L’emploi de données spatiales prend, lui aussi, de l’ampleur. À côté d’entreprises privées, telle qu’Airbus Defence and Space, des centres de recherches élaborent leurs propres plateformes de traitement et d’utilisation de l’imagerie satellitaire. C’est le cas de Belcam (www.belcam.info), une initiative portée notamment par le Centre wallon de recherche agronomique (Cra-w) et l’UCLouvain, avec le soutien de plusieurs centres pilotes et techniques wallons et flamands.

Rendre l’information satellitaire accessible

« L’Europe dispose depuis peu d’un réseau de satellites d’observation de la Terre efficace et opérationnel. Les données récoltées sont accessibles gratuitement à tout un chacun », explique Pierre Defourny, professeur à l’UCLouvain. Le réseau cartographie entièrement l’Europe en quelques jours.

Le flux d’informations disponible est énorme. D’autant plus que les satellites enregistrent des données que nous, humains, ne pouvons voir. « Nous disposons d’une vision différente de la végétation car les satellites mesurent le rayonnement visible et invisible à l’œil. Cela nous permet de suivre précisément la dynamique des cultures. »

« La plateforme Belcam rend accessibles  et utilisables les données récoltées par  les satellites européens », explique  Pierre Defourny.
« La plateforme Belcam rend accessibles et utilisables les données récoltées par les satellites européens », explique Pierre Defourny. - J.V.

Ces données sont cependant difficiles à interpréter et à utiliser sans traitement. « Belcam a pour objectif de les « digérer », de permettre à tous les agriculteurs d’accéder aux informations qui en dérivent pour assurer le suivi de leurs cultures. » À savoir, pour l’instant, le froment, la pomme de terre et le maïs.

Météo, biomasse et prévision de rendement

Diverses informations sont visibles sur la plateforme, moyennant inscription (gratuite avec un numéro de producteur) et délimitation de ses parcelles à l’aide de l’outil intégré et des photographies aériennes. Il convient aussi d’encoder le type de culture en place en vue de disposer de renseignements spécifiques.

Premièrement, les observations et prévisions météorologiques les plus proches d’une parcelle sont disponibles, grâce aux trente stations météo du réseau Pameseb réparties à travers la Wallonie. « Nous mettons à disposition des agriculteurs les données relatives à la température et aux précipitations du jour même. Nous y ajoutons les observations réalisées les jours précédents et les prévisions pour la semaine à venir. Il est aussi possible d’obtenir ces informations pour toute la saison culturale », précise M. Defourny.

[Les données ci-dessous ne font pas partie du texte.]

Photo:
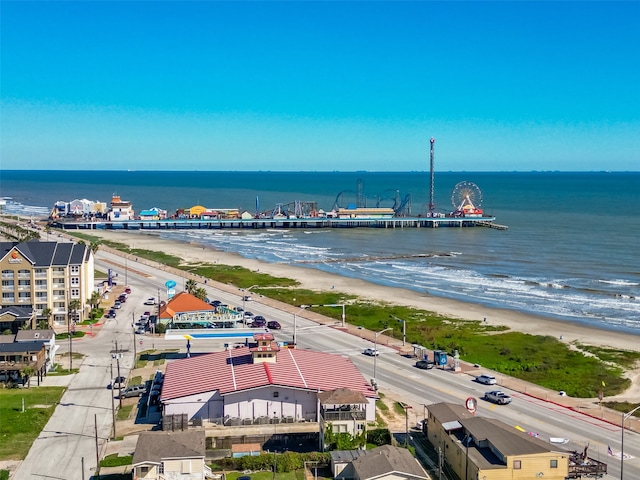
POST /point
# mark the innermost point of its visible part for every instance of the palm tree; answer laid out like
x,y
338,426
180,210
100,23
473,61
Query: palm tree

Belcam utilise les données satellitaires pour faire des observations  et des conseils à l'échelle de la parcelle.
Belcam utilise les données satellitaires pour faire des observations et des conseils à l'échelle de la parcelle. - Cra-w

En deuxième lieu, les agriculteurs ont accès à un indicateur de biomasse verte pour chaque parcelle, ainsi qu’à son évolution au fil de la saison. Ce qui permet de surveiller la croissance de la culture. En la matière, il est aussi possible de comparer sa parcelle aux champs alentours. « Belcam permet encore de visualiser la variabilité intra-parcellaire, c’est-à-dire d’identifier les zones où la biomasse est plus ou moins importante. »

De même, une estimation du rendement des parcelles (uniquement de froment, pour l’instant) est visible. Elle est calculée sur base d’un modèle de croissance tenant compte des conditions météorologiques et des observations satellitaires. Ici aussi, il est possible de comparer les résultats obtenus avec les champs alentours.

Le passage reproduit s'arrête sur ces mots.